Arcadia's location in the San Gabriel Valley, increasingly dominated by healthcare, logistics, and light manufacturing, differs substantially from coastal California technology hubs. The absence of significant technology sector layoffs in Arcadia's WARN data contrasts sharply with statewide data showing H-1B visa petition concentration in software development, computer systems analysis, and similar technical occupations. This suggests Arcadia lacks the technology employment concentration that has driven much of California's recent layoff activity. Instead, Arcadia's disruption concentrates in transportation, entertainment, retail, and healthcare administration—sectors less visible in statewide technology-focused narratives.

The state's insured unemployment rate of 2.17 percent approaching the 2.0 percent threshold suggests very tight labor market conditions outside of structurally declining sectors. Workers displaced in 2020 from entertainment and retail have likely reemployed in the intervening six years, but at potentially lower wages in logistics, food service, or personal services sectors that expanded during pandemic-driven consumption shifts.

H-1B Hiring and Domestic Labor Dynamics

The H-1B and LCA petition data provided at the state level offers important context for understanding employment pressures in professional services. California received 685,965 approved H-1B/LCA certifications from 62,717 unique employers, concentrated overwhelmingly in software development, computer systems analysis, and computer programming occupations. The top employers—INFOSYS LIMITED (15,448 petitions), GOOGLE INC. (14,604), and APPLE INC. (9,292)—represent visa-dependent consulting and technology firms.

WorleyParsons Group, while not appearing in the top H-1B employer data provided, operates in engineering and consulting sectors where H-1B visa utilization is substantial though less concentrated than in software development. The repeated WorleyParsons layoffs in Arcadia may reflect structural pressure from several sources: declining petrochemical and industrial refinery expansion work in California, competitive pressure from lower-cost consulting providers, and potentially substitution of H-1B visa holders in higher-value technical work while laying off domestic workers in lower-value administrative and project management roles.

Without specific H-1B petition data for WorleyParsons, California Medical Business Services, or other Arcadia layoff employers, definitive conclusions about visa-driven substitution remain limited. However, the broader pattern in California—where H-1B petitions in computer and engineering occupations exceed 100,000 annually while layoffs in professional services remain persistent—suggests some employment pressure from visa-based hiring practices.
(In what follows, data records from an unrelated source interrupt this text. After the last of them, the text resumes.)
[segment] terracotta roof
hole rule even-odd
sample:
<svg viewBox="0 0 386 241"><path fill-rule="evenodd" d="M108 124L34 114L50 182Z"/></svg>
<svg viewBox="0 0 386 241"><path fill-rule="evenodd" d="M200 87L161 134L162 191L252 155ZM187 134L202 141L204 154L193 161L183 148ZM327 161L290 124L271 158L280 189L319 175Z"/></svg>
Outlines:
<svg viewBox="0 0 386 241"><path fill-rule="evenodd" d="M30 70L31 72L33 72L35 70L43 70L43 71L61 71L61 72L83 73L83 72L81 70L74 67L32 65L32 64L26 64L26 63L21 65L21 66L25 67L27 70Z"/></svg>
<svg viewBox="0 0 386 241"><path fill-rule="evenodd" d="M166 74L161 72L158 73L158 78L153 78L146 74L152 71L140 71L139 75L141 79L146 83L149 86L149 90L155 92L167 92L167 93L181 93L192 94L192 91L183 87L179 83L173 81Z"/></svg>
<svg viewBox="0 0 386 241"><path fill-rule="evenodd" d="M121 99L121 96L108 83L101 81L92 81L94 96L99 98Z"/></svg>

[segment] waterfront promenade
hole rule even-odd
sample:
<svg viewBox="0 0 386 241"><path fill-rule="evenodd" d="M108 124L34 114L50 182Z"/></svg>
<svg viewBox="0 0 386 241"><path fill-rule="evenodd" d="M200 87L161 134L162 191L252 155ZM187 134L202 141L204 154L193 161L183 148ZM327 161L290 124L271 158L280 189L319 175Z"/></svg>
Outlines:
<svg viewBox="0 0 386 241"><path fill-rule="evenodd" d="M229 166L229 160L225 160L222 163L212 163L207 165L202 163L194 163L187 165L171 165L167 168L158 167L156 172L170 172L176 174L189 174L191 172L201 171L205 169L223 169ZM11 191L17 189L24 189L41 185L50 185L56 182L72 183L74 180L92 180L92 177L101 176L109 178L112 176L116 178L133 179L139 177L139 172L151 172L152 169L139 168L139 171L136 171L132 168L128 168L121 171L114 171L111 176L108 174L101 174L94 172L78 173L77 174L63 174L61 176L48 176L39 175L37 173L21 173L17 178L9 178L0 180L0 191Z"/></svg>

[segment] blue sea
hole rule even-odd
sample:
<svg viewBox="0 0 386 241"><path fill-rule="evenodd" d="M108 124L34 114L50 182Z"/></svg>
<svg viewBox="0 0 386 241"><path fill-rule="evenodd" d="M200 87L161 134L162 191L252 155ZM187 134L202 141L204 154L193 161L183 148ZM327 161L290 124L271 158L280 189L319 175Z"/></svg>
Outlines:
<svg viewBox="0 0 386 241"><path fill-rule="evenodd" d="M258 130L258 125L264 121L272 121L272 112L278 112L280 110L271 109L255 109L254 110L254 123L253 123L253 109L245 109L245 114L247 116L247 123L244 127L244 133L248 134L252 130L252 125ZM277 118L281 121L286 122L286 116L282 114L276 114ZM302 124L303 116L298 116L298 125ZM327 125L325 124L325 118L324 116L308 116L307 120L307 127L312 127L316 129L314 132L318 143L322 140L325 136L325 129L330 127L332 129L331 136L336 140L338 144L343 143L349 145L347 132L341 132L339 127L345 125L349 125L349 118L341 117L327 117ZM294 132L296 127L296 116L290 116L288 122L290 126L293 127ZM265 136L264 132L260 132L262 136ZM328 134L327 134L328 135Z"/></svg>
Workers in professional services face competition from visa-sponsored employees willing to accept visa-dependent employment arrangements, creating wage and employment security pressures that may precipitate periodic workforce reductions.

The healthcare administration displacement at California Medical Business Services (231 workers across three notices) may similarly reflect consolidation and automation of back-office functions, with remaining positions potentially filled through H-1B visas in specialized healthcare IT and data analytics roles. This pattern—displacement of mid-level administrative workers while hiring specialized visa-sponsored professionals—represents a hollowing-out dynamic increasingly visible in professional services sectors.

The transportation and entertainment layoffs dominant in Arcadia's 2020 displacement operated in sectors with minimal H-1B participation, indicating these were driven by operational shutdowns and demand destruction rather than labor substitution dynamics. However, the professional services and healthcare administration segments suggest that domestic employment pressure in Arcadia extends beyond cyclical factors into structural substitution patterns visible statewide.